Isaac Brock was fluent in French and spent a lot of time in Quebec City and Montreal. The people of Lower Canada did not want a French Revolution with the resulting emperor that they had witnessed in France.

Guernsey built three ships for cod fishing off the Grand Banks in the 1590’s. Lots of people from Guernsey settled in P.E.I., the Gaspe, Newfoundland and Labrador. Lots of surnames from these areas are familiar to the people of Guernsey today.

Many French and Guernsey citizens were privateers. They seized American ships that were trying to break the British blockade in the 1810’s. John Brock, Isaac’s father, was a privateer and a very wealthy man. He had 14 children. The family grew up in extravagant times of elegant balls and high social activities. John Brock died quite young and his son William took over facilitating trade with England and investing in privateering. William’s brother, Isaac was sent a letter that he had an enormous amount of money due to pay off his creditors. Isaac became an ensign at the age of 15 and sometime after 1805 he was asked to go to Canada. This would have helped to pay his debts.

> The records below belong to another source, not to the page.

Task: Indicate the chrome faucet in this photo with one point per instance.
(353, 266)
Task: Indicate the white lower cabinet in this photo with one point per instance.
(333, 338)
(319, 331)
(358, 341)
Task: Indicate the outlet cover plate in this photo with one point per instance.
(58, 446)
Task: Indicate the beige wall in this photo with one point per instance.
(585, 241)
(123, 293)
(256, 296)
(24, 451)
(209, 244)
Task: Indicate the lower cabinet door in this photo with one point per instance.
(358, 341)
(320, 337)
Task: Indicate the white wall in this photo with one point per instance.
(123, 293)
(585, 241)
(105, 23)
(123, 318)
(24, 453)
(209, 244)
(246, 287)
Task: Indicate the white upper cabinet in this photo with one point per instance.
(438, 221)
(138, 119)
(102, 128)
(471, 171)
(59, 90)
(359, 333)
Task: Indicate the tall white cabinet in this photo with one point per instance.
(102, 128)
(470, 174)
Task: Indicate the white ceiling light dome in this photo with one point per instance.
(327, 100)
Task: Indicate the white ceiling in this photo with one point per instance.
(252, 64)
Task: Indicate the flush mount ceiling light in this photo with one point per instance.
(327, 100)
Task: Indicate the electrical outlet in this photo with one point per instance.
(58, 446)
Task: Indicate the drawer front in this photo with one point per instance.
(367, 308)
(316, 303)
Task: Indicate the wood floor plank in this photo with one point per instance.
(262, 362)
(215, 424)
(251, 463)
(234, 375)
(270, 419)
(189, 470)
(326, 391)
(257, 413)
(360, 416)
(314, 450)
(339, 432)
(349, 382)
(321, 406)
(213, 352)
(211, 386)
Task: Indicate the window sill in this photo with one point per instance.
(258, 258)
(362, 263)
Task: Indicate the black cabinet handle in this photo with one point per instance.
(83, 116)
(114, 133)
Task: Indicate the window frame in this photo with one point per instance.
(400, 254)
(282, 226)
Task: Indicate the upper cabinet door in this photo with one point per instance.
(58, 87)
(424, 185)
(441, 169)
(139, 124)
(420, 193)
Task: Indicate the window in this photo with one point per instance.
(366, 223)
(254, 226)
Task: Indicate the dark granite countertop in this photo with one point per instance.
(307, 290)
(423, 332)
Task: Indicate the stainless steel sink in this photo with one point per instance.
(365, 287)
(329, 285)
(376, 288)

Isaac Brock had all the qualities that made for a great leader. He was conciliatory and charismatic. The victory at Detroit made him a true hero. He was recognized as such both in Canada, in England and in Guernsey. King George III gave him the peerage or title on October 10th due to the fine result at Detroit. Brock never received word of this honour as he died on October 13th.

During WWII Germany occupied Guernsey. Many of the children were placed in English homes for safety.

Before the war, Guernsey’s population was 46 000; afterward it fell to 23 000. The other nearby islands are: Herm, Sark and Alderney. Their populations range from 50 to 2 400. The weather is mild due to the Gulf Stream.

It is interesting to note that the Ontario government placed a plaque, in the main Guernsey church that the Brock family attended, commemorating the life of Sir Isaac Brock.

Guernsey and the other Channel Islands certainly sound like inviting places to visit

The following are other places where you can see or send for commemorations to General Sir Isaac Brock: St. Paul’s cathedral in London has a larger than life statue of the death of Brock, with an English soldier supporting him from behind and Native warriors beside him. St. Peter Port, Guernsey is Brock’s home area and he is recognized on street names and in the main church with plaques and signage. A commemorative coin has been designed by Oliver Brock, who is a seventh generation ancestor of Sir Isaac Brock. See it at www.isaacbrock.com The Canadian Mint launched a special edition quarter of General Brock on October 13 2012. See it at www.mint.ca/1812brock A portrait of General Brock, painted from life, has been loaned from Guernsey to Riverbrink Gallery, in Niagara-on-the-Lake.